I’m trying to solve a problem where I have a dataset of images of dimensions (224, 224, 2) and want to map them to a vector of 512 continuous values between 0 and 2 * pi. I’ve already created a dataset of 10,000 images and their corresponding vectors. I started experimenting with VGG-16. However, I have some concerns:
Images are sparse by nature, as they represent the presence (or not) of a particle in space. Each particle is annotated by an area of 5x5 pixels in the image. On channel 1, wherever there is a particle, the area of pixels is white, otherwise is black. On channel 2, wherever there is a particle the area of pixels goes from white to black, depending on how close or far the particles are from the observer (position in 3d). Everything else is black as before. My concern here is how a CNN like VGG-16 is going to behave on the sparsity of data. It would be great if you could provide me with any intuition on that, i.e. if it’s totally pointless to approach this problem like that or whatever.

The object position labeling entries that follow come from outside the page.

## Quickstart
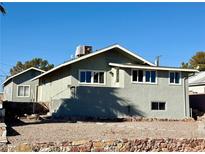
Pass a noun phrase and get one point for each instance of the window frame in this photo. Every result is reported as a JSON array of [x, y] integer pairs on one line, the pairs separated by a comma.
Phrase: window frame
[[144, 76], [29, 91], [174, 78], [158, 102], [92, 77]]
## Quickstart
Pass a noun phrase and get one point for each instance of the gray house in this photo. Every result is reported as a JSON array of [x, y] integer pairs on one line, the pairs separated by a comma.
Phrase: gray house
[[20, 88], [114, 82]]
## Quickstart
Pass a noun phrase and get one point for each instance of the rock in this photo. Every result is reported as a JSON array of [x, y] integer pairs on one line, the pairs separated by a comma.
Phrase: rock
[[98, 144], [81, 142], [23, 148], [45, 150]]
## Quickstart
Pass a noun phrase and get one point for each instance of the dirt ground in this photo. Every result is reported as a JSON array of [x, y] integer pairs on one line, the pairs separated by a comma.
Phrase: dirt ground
[[66, 131]]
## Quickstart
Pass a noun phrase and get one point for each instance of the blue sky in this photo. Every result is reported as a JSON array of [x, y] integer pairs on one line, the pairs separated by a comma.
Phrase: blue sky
[[53, 30]]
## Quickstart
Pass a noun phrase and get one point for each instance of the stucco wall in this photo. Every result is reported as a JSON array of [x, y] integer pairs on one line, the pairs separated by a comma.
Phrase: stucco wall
[[8, 91], [24, 79], [127, 99], [55, 86], [197, 89]]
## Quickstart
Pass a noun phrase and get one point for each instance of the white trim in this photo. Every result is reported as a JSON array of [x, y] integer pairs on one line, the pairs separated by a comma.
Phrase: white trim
[[144, 77], [180, 78], [152, 67], [158, 106], [93, 54], [23, 86], [22, 73], [92, 75]]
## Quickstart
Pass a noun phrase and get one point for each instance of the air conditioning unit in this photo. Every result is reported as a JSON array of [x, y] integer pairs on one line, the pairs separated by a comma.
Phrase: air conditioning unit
[[82, 50]]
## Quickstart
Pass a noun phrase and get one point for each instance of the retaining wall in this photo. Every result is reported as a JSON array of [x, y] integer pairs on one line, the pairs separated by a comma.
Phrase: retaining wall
[[122, 145]]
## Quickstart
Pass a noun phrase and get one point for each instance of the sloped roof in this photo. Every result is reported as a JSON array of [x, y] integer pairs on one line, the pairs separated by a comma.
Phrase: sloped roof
[[31, 68], [96, 53], [197, 79], [153, 67]]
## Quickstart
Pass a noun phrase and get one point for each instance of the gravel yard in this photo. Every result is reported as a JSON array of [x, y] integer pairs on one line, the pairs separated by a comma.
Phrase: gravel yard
[[58, 132]]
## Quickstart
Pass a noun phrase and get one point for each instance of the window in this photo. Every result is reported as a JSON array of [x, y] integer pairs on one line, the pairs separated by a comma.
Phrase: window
[[134, 75], [158, 105], [117, 74], [150, 76], [98, 77], [85, 76], [23, 91], [144, 76], [140, 75], [174, 78], [92, 77]]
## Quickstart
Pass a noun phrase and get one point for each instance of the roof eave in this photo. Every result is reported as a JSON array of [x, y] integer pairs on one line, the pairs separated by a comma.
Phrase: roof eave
[[153, 67]]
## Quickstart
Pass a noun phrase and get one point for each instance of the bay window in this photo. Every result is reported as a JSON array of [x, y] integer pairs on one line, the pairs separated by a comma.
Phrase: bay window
[[91, 76], [143, 76], [174, 77], [23, 91]]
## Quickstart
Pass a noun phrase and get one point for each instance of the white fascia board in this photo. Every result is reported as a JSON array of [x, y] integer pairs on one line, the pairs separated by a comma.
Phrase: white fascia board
[[22, 73], [153, 67], [93, 54]]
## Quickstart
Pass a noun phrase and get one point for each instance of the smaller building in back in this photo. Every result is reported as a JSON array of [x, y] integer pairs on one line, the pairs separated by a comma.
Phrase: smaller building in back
[[20, 88]]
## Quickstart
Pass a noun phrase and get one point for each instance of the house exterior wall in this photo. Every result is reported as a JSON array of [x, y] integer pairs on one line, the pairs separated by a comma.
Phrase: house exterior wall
[[197, 89], [20, 80], [8, 91], [55, 86], [126, 99]]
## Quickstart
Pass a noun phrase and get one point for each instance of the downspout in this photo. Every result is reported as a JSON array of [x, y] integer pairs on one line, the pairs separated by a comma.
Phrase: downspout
[[185, 97]]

For starting, I will be using torch.nn.MSELoss to minimize the error between predicted and actual 512 values for each image. Does it make sense? Do you have something else to suggest?
My 512 outputs are phases meaning the true targets are continuous values between 0 and 2 * pi. Is there any way to add something like an activation function that does the mod 2 * pi calculation so my prediction is always within that range, and is also differentiable? I know tanh is also an option, but that will tend to push most of values at the boundaries.